- Born: 25 December 1927 Clermont-Ferrand, France
- Died: 17 November 1986 (aged 58) Paris, France
- Cause of death: Assassination
- Education: École polytechnique Mines ParisTech
- Occupation: Businessman

= Georges Besse =

French businessman (1927–1986)

Georges Besse (/fr/; 25 December 1927 – 17 November 1986) was a French businessman who helped lead several large state-controlled companies. He was assassinated outside his Paris home in front of one of his children by the armed group Action Directe while he was the CEO of car manufacturer Renault.

== Résumé ==
- 1958: General manager of USSI Ingénierie, a uranium enrichment firm
- 1964: Assistant general manager of CIT-Alcatel
- 1974: President of Eurodif
- 1978: Chairman of COGEMA
- 1982: Director of Pechiney-Ugine-Kulmann
- 1985: Director of Renault

=== Renault ===

Besse became the head of the public-owned Renault automaker in January 1985. He was credited with taking the money-losing company to reporting a profit only two months before he was gunned down. He was criticized because his plan to make the bloated enterprise efficient included closing plants and laying off 21,000 workers. Labour unions opposed his actions in Europe, as well as his support for Renault's investments in the United States, such as American Motors (AMC), which was also financially unsound. It invested resources into AMC for launching new Jeep vehicles, upgrading to fuel injection for updated 2.5 L and 4.0 L AMC engines, as well as a new factory in Brampton, Ontario. While some Renault executives and labor leaders perceived AMC with negative bias, Besse championed the future in the North American market just as Jeep four-wheel drives were riding an unprecedented surge in demand. Not only did Besse make Renault profitable, but AMC was also on course to profitability with growing markets and sales.

== Assassination ==

Besse was shot at about 20:25 in the evening of 17 November 1986 while walking on the pavement at the front steps of his 18th-century villa at 16 Boulevard Edgar Quinet in Paris' 14th Arrondissement, the Montparnasse district. It was witnessed by one of his daughters, who observed the street from an upstairs window while waiting for his 20:30 return.
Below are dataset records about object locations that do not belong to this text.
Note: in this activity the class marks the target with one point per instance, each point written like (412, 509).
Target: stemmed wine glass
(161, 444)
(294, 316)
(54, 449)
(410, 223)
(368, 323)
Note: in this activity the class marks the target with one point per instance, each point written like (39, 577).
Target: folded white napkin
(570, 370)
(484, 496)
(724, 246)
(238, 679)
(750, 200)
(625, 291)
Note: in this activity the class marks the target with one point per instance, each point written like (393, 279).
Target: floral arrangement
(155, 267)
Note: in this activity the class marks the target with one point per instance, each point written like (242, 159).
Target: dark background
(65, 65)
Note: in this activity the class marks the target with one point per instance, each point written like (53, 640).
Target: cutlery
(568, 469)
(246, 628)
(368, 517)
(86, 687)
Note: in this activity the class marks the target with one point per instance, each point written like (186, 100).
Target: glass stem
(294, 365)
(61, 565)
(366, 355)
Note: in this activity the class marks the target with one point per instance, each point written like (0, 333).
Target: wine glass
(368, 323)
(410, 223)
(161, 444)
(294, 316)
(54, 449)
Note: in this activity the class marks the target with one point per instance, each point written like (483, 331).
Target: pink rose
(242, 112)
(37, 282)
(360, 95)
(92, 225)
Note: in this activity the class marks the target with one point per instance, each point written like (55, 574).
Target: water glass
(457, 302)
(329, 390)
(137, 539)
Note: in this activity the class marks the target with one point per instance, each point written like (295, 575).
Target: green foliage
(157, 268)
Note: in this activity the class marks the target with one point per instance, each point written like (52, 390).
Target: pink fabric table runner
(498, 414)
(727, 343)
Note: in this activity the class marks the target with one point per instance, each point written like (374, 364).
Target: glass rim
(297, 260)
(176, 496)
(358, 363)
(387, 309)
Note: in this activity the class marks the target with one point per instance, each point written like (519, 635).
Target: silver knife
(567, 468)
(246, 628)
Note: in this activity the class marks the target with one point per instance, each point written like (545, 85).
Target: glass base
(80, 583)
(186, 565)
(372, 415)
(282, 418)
Besse's killers approached just as he alighted from his chauffeur-driven car a short distance from his home. Witnesses said he was shot four to six times, in the head and in the chest, dying almost immediately when he fell on the pavement. Reports varied on whether the assailants escaped by car, motorcycle, or on foot.

Leaflets by the militant anarchist organization Action Directe were sent three months later. The organization claimed responsibility for the murder, stating the murder was in retaliation for his reforms of the financially stricken automaker Renault which involved laying off a large number of workers. However, the Action Directe members denied any responsibility during their trial.

Two women, Nathalie Ménigon and Joëlle Aubron, were charged with his murder in March 1987 and were sentenced to life imprisonment in 1989. Two other Action Directe members, Jean-Marc Rouillan and Georges Cipriani, were convicted as accomplices and also sentenced to life imprisonment.

== Commemoration ==

Renault's car assembly plant in Douai in northern France, was renamed in Besse's honour.

The Georges Besse gaseous diffusion uranium enrichment plant was operated by COGEMA (later AREVA) from 1979 to 2012 at Tricastin, then replaced by the Georges Besse II centrifuge enrichment plant.